29 Mart 2024 Cuma

Devrimci Yön

Maskeli Balo / Ünsal Çankaya

Maskeli Balo / Ünsal Çankaya
24 Nisan
00:00 2019

Oyun için, neşe için, eğlence için çok eskiden beri maskeli balolar yapılır da... Katılanlar sadece daveti düzenleyenler ve davetlilerdir. Birisi baloya maskeyle katılmışsa eğer, aynı yerde olanlar bilirler ki o maskenin altındaki yabancı değildir. O günün eğlencesine severek ve birlikte eğlenmenin zevkini yaşamak için katılan bir dosttur o maskenin gerisindeki.

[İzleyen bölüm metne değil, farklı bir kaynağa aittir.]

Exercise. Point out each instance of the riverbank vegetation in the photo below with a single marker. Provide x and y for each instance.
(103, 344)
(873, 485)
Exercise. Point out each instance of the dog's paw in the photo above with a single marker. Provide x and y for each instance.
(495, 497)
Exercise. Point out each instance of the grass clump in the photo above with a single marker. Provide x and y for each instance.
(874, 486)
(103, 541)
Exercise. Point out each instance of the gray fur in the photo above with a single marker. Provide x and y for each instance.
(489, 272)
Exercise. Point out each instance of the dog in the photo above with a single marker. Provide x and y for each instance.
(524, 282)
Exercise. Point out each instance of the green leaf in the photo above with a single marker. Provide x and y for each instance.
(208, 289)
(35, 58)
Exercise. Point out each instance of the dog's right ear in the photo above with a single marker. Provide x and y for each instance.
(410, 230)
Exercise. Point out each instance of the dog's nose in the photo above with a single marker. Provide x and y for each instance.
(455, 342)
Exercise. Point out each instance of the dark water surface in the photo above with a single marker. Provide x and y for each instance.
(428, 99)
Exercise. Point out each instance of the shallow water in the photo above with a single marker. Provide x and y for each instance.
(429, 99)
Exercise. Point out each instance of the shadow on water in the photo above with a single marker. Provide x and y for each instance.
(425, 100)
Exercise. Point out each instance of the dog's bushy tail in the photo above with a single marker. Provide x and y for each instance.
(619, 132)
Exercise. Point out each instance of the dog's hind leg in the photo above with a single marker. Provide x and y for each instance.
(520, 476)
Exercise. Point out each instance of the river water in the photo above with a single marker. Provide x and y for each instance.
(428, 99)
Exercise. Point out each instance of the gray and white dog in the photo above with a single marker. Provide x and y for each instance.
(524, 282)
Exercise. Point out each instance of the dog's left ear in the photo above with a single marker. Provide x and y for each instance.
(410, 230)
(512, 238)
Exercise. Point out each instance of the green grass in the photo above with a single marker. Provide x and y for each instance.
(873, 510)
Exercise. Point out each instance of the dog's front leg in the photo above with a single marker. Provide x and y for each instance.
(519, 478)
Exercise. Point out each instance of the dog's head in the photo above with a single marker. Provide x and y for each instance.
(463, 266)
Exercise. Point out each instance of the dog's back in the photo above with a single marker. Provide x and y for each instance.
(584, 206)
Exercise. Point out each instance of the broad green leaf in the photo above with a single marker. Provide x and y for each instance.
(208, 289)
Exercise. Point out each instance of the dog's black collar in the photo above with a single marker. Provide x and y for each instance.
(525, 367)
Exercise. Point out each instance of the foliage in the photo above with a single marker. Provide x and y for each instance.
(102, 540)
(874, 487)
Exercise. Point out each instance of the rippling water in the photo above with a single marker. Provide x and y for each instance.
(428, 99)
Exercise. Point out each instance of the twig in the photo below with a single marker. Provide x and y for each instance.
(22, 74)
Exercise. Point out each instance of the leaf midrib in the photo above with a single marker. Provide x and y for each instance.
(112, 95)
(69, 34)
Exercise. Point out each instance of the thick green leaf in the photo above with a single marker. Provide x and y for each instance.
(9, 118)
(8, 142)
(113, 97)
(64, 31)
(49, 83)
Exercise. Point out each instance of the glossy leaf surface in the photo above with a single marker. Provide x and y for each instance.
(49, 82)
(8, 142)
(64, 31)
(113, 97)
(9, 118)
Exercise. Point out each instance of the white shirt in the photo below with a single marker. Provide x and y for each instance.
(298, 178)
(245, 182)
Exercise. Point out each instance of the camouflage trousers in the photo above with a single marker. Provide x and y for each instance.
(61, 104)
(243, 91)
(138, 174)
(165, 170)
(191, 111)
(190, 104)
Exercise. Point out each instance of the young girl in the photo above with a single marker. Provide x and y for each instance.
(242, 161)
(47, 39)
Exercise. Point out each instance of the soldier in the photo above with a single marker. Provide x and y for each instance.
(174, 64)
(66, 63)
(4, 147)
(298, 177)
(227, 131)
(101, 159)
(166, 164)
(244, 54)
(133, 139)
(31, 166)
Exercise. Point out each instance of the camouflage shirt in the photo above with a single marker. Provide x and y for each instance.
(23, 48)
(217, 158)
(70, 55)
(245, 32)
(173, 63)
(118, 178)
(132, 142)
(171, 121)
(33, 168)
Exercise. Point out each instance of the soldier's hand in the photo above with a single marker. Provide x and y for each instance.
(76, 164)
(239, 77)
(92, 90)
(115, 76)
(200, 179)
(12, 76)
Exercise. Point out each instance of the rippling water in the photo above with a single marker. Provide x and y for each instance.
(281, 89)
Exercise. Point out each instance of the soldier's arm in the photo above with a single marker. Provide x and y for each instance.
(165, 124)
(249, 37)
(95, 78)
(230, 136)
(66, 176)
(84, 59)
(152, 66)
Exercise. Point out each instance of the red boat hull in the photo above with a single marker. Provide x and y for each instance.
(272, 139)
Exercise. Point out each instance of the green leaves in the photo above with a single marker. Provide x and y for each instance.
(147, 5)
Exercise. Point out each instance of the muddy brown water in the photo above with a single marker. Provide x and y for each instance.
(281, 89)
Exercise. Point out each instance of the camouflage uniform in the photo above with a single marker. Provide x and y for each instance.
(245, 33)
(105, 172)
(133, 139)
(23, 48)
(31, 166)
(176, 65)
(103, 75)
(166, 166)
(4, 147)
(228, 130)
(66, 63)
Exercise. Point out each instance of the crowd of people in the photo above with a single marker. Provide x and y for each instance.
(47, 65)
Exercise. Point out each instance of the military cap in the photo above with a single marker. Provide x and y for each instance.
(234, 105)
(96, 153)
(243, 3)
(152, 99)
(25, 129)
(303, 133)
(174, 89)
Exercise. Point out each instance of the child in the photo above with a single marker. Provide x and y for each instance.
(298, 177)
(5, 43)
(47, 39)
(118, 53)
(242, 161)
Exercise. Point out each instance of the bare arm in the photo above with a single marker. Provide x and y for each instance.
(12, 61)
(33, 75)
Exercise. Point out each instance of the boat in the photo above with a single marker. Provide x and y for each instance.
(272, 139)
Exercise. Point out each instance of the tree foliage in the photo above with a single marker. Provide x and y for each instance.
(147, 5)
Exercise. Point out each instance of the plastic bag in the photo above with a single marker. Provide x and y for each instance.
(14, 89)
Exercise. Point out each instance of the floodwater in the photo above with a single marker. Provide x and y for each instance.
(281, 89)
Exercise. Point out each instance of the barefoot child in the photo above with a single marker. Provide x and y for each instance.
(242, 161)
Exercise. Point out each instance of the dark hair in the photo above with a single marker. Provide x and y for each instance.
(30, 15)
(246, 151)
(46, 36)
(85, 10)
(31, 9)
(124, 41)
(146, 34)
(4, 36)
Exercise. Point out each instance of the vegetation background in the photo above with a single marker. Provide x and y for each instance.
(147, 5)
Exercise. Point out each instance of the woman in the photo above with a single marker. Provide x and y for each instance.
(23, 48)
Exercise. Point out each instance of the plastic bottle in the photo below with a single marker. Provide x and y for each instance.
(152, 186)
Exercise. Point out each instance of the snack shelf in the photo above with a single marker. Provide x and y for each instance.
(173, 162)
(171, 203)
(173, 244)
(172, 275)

Üniversiteye başladığımız yıllardı... Yeni Türkü grubu yenice kurulmuştu, fakültemize konuk olmuşlardı ve alt salonda çevrelemiştik onları dinlerken, hep bir ağızdan söylemiştik o şarkıyı...


"Tak etti canıma bu maskeli balo. Bu maskeli balo. Ve onun sahte yüzleri. "

Daha yaşımız neydi ki? Ne sahtelik görmüştük ve canımızı yakmıştı da böyle içten katılmıştık bilmiyorum. Belki 12 Eylül öncesinin o karanlık günleri ve ta o zaman başlayan bir fişlenme, takip ve kandırılma kaygısı. Ama doğruluğa özlem içimde bir ateştir eskiden beri. Yalanı sevmem, korkarım, yılandan bile korkmam, karşımdan geliyorsa... Gizlice sokmuyorsa beni.

Gerçekte kim olduğunu gizlemek...

Bu nasıl bir duygu acaba?

Yapan için?

Hastalıklı hissetmez mi kendini? Görev olarak mı görür bu sahteliği, çifte kimliği? Ürkmez mi kendinin yapabileceği kötülüklerden? Ürkmedikleri için mi kışkırtıcılık görevini kolayca yapıyorlar girdikleri kimlikte?

Yapmada hak gördüğü arkadaki düşüncesi her ne ise sadece bencilliktir. O ortamda bulunma hakkı olmadan, varmış gibi gösterip, olmayan bir hakkı kullanırken gizlenen iyi niyet değildir, gizleyen iyi niyetli değildir. Gizlenmek izlemek, fişlemek ve ihbar etmek için görev olarak verildiyse hele.

Ama öyle olmadan da kendini koruma, gizleme, zarar görmeme, kendini bambaşka gösterme amaçlarıyla birlikte var olabiliyor kimileri ve işte bu haldeki maskeli kimlik sahteliktir de sahteliğin ötesinde sadece bencilliktir, o kadar kesin ve net.

O bencilliği hak etmeyen her muhatap için o gizlenme, o bambaşka görünme büyük bir haksızlıktır.
Özetle kim olduğunu bilmediğiniz birisi size neden olduğunu bilmediğiniz şekilde o ortamda var olarak, yer alarak, hayatınızın bir parçası olarak ya da sadece izleyeni olarak gizlenmekle haksızlık yapar.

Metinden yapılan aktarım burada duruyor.